Hayatınıza bir bebeğin katılımıyla, anne olmadan önce edilen büyük
lafların, girilen beklentilerin, yapılan planların hepsinin unutulacağı bilinen
bir gerçektir. Hiç bitmeyecek bir okula adım atan, dahası hiç maaş vermeyecek
bir patronun, bebeğinin emrine giren annenin tek tesellisi, bu yolda yalnız
olmadığını bilmektir belki de. İşte bu yüzden, bu romanın ana karakterinin bir
adı yok. Çünkü o, anneliğin muhteşem, kutsal, engebeli, zor ve eğlenceli
yollarında, dünyadaki bütün anneleri temsilen yürüyor.

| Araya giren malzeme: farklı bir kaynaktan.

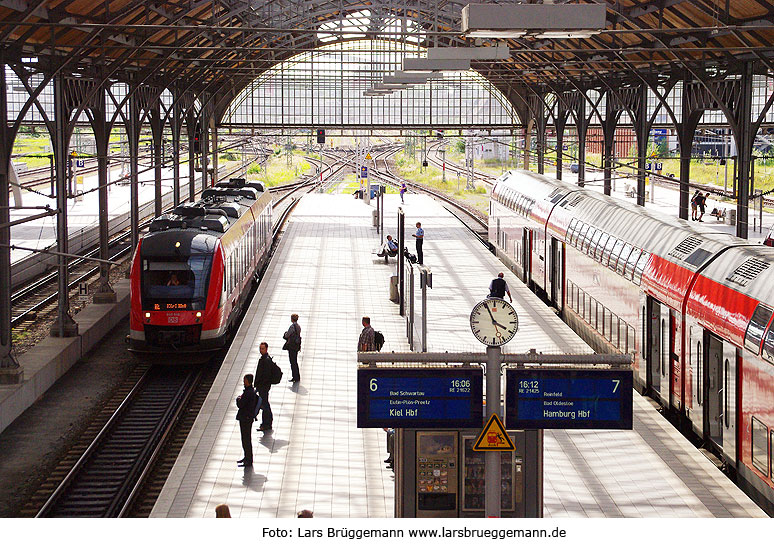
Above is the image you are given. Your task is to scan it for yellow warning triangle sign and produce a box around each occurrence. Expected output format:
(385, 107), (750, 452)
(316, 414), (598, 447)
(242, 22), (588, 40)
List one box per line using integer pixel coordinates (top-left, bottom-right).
(473, 413), (516, 451)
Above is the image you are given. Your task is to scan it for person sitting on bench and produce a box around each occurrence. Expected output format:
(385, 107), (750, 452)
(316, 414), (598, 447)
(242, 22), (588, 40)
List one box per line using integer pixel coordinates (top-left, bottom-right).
(377, 235), (398, 258)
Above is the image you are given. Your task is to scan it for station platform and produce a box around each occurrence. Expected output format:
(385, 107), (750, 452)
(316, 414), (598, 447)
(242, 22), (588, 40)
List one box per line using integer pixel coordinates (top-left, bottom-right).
(151, 194), (765, 518)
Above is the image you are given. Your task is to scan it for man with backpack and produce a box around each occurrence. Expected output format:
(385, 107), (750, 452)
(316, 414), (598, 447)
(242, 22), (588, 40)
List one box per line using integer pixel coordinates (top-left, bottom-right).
(255, 341), (282, 432)
(282, 313), (301, 383)
(237, 374), (258, 468)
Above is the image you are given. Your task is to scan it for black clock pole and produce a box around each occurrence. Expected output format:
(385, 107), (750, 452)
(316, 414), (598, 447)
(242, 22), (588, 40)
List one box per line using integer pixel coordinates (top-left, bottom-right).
(484, 346), (503, 518)
(398, 207), (406, 316)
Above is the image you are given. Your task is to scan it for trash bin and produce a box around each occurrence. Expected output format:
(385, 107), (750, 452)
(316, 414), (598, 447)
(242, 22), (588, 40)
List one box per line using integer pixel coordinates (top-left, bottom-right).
(390, 275), (398, 303)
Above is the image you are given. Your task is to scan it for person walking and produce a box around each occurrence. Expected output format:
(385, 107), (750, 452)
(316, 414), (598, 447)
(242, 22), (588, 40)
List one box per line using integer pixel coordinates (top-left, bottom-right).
(696, 192), (709, 222)
(489, 272), (513, 303)
(282, 313), (301, 383)
(412, 222), (425, 264)
(357, 317), (376, 353)
(237, 374), (258, 467)
(691, 190), (699, 222)
(255, 341), (276, 432)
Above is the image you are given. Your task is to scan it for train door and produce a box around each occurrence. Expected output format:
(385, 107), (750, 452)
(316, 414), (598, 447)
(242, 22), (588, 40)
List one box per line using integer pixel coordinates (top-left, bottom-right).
(685, 318), (706, 435)
(661, 305), (677, 408)
(704, 331), (725, 448)
(645, 297), (666, 399)
(521, 228), (532, 284)
(548, 237), (564, 311)
(721, 341), (739, 464)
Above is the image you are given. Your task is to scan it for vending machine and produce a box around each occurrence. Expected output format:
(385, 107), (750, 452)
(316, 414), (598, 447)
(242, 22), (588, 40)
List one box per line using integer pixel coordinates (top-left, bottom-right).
(415, 431), (459, 518)
(395, 429), (543, 518)
(460, 433), (524, 518)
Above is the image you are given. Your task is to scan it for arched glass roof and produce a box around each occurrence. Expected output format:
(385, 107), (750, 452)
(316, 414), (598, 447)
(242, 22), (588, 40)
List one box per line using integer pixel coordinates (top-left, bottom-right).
(222, 40), (518, 129)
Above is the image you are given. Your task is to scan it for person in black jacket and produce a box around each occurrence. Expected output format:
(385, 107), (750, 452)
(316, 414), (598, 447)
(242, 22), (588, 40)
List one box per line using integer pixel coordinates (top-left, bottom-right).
(237, 374), (258, 467)
(282, 313), (301, 383)
(255, 341), (276, 432)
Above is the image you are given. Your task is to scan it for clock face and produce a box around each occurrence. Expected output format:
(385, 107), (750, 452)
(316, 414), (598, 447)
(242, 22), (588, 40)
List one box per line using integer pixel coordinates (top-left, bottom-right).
(470, 298), (519, 346)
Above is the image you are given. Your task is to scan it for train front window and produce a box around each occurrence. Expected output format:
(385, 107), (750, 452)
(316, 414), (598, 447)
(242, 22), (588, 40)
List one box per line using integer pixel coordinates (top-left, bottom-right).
(744, 303), (772, 355)
(142, 254), (212, 311)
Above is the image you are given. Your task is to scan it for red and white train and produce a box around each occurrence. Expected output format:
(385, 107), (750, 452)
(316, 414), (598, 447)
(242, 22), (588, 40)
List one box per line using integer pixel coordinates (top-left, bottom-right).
(129, 181), (272, 354)
(489, 171), (774, 513)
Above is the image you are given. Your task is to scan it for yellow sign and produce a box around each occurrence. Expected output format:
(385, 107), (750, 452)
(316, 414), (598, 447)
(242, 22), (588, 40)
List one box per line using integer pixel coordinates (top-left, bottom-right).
(473, 413), (516, 451)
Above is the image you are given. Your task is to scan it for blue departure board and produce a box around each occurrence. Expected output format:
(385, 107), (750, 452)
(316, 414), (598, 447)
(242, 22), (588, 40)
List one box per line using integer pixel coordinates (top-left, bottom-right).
(505, 368), (632, 430)
(357, 368), (484, 428)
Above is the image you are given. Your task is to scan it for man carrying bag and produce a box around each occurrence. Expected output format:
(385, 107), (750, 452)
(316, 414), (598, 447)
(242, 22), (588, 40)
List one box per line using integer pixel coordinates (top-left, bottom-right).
(237, 374), (261, 467)
(282, 313), (301, 383)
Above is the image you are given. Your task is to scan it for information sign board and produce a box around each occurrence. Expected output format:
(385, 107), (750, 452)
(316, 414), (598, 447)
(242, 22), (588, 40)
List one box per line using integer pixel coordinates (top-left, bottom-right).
(505, 368), (632, 430)
(357, 368), (484, 428)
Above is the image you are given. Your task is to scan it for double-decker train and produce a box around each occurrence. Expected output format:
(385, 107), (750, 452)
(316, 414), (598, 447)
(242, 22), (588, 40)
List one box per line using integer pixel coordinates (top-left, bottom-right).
(489, 171), (774, 513)
(129, 176), (272, 354)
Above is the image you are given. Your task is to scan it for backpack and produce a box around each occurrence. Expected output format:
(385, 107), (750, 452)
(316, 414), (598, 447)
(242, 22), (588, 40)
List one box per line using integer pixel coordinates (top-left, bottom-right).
(374, 331), (384, 351)
(270, 360), (282, 385)
(253, 392), (263, 421)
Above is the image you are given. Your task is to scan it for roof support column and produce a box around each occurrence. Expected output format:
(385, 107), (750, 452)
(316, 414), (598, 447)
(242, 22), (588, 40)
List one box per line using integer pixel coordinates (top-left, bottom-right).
(0, 52), (24, 378)
(734, 61), (756, 239)
(170, 89), (183, 207)
(51, 72), (78, 337)
(199, 107), (210, 191)
(575, 101), (588, 188)
(151, 100), (164, 217)
(554, 117), (567, 180)
(602, 98), (618, 195)
(186, 113), (196, 203)
(91, 86), (116, 303)
(634, 84), (654, 207)
(126, 89), (140, 249)
(210, 118), (218, 186)
(524, 124), (534, 171)
(677, 74), (703, 220)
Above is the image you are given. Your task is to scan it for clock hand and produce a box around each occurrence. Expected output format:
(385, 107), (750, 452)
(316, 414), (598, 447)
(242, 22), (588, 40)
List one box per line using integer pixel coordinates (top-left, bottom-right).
(484, 304), (497, 324)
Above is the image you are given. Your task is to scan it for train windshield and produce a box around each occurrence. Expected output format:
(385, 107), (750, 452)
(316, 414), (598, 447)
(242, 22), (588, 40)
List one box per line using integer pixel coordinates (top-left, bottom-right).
(142, 254), (212, 311)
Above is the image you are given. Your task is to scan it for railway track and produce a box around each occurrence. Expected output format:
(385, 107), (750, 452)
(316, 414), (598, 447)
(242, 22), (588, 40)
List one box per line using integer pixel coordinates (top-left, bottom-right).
(36, 366), (203, 517)
(366, 147), (494, 246)
(11, 155), (264, 336)
(20, 152), (352, 517)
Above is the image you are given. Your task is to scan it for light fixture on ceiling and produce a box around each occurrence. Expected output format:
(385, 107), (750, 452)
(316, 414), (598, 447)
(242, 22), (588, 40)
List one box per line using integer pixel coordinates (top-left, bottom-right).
(403, 57), (470, 74)
(461, 3), (607, 38)
(427, 44), (512, 61)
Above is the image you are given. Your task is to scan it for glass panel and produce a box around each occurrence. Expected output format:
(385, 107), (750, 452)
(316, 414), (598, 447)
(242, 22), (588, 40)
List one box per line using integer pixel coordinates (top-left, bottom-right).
(594, 232), (610, 261)
(615, 243), (634, 275)
(624, 248), (642, 280)
(602, 236), (623, 265)
(632, 252), (650, 284)
(564, 218), (578, 242)
(607, 239), (626, 271)
(744, 303), (771, 355)
(581, 227), (597, 254)
(752, 417), (769, 476)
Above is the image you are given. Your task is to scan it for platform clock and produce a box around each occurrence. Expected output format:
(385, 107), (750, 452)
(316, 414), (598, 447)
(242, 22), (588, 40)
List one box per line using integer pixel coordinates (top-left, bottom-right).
(470, 298), (519, 347)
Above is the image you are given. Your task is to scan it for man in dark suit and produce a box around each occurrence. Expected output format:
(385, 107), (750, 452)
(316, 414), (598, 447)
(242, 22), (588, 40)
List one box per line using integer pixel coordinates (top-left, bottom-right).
(237, 374), (258, 467)
(255, 341), (276, 432)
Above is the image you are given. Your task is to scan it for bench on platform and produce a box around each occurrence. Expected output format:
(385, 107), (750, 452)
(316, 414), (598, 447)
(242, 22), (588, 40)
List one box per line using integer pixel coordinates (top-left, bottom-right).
(710, 208), (726, 222)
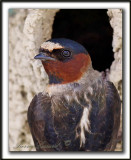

Anne Olunca
Anlarsın Dediler Geldik! anne olan, anne olmayı düşünen ya da bir canlıya
ebeveynlik eden herkesin kahkahalarla okuyacağı, içimizden bir roman.
(Tanıtım Bülteninden)
EMİYOR MU? #Hihieved – MÜKEMMEL ANNELİK BENİ
TEĞET GEÇTİ
"Nasıl doğdu?"
“Normal doğurdun değil mi?”
“Niye ağlıyor?”
“Bu çocuk aç.”
"Kucağa alıştırmışsın."
"Ben hamileyken 2 kilo almıştım, emzirirken 32 kilo
verdim."
“Sen daha dur, bunlar iyi günlerin.”
“Saçını kestir, erkek çocuk uzun saçlı olmaz.”
Ve hemen her yeni annenin duyduğu o meşhur soru: "Emiyor
mu?"
Anneliğimin ilk zamanlarında kendimle ve kitaplardan okuyup da
“Böyle bir anne olacağım” diye yemin ettiğim, ancak çok kısa sürede tarumar
olan mükemmel annelik hayallerimle savaştığım yetmiyormuş gibi bir de yeni anne
dedektörleriyle savaştım; bu topraklarda doğuran tüm analar gibi.
Sonra bunlardan rahatsız olmamaya, hatta kendi üzerimizde
kurduğumuz ve farklı biçimlerde karşımıza çıkan tüm bu baskılarla eğlenmeye;
başta kendime, tüm büyük konuştuklarıma, hepsine #hihieved demeye başladım.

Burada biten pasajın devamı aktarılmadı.